Allan Bloom:  Harris that’s right. Employees are generally covered by the federal wage and hour laws so that means minimum wage that means overtime pay but independent contractors are not covered so whether a worker is an employee or an independent contractor is a major issue under the wage and hour laws in addition to a number of other laws. Particularly in the last few years the misclassification of workers as independent contractors has been the subject of a number of private lawsuits a number of investigations by government labor agencies and tax agencies and this is not only in traditional industries but also in businesses within the gig economy or the on-demand economy that rely heavily on independently contracted workers.  So the legal rights of these types of workers has been the subject of a lot of debate in the last few years and has become increasingly political.  Some states have taken steps to make it harder for businesses to classify workers as independent contractors.

A great example is California, which recently enacted what they called AB5 Assembly Bill Five legislation under which many workers are deemed to be employees for purposes of California’s wage and hour laws unless the services they provide are outside the usual course of the business of the company that engages them.  Now you have the U.S. Department of Labor the federal agency publishing a proposed rule today September 25th to clarify whether a worker is or isn’t an independent contractor for purposes of the Fair Labor Standards Act: the federal law governing wages and hours.

Harris Mufson:  So why don’t we talk a little bit about the specifics of the proposed rule can you outline the highlights of that for our listeners?

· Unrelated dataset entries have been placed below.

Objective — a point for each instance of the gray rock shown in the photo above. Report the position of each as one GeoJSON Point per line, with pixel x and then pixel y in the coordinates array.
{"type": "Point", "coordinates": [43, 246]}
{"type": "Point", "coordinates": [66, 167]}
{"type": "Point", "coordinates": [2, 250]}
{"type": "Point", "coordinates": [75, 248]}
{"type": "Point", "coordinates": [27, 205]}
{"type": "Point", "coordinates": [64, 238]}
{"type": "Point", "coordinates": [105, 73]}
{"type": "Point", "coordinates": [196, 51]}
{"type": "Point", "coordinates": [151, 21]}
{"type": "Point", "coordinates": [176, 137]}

Allan Bloom: Harris, the rules start out by confirming that independent contractors are not employees for purposes of the federal wage law.  That means that under the Fair Labor Standards Act a business does not have to pay minimum wage or overtime to an independent contractor.  So what makes somebody an independent contractor?  The determining factor for the Department of Labor is economic dependence and according to the agency a worker is an employee under the federal wage laws if as a matter of economic reality that worker is dependent on the business that engages him or her.  On the other hand, a worker is an independent contractor if he or she as a matter of economic reality is in business for himself or herself.  How will the Department of Labor determine whether or not a worker is economically dependent on a business? There are two core factors and three other factors. The two core factors are the most important ones and they’re the ones that are going to be afforded the greater weight in the analysis. If both of them point to the same classification, whether its employee or independent contractor, then there’s going to be a substantial likelihood that’s the right answer regardless of how the three other factors play out. So the first core factor is the nature and degree of the individual’s control over the work.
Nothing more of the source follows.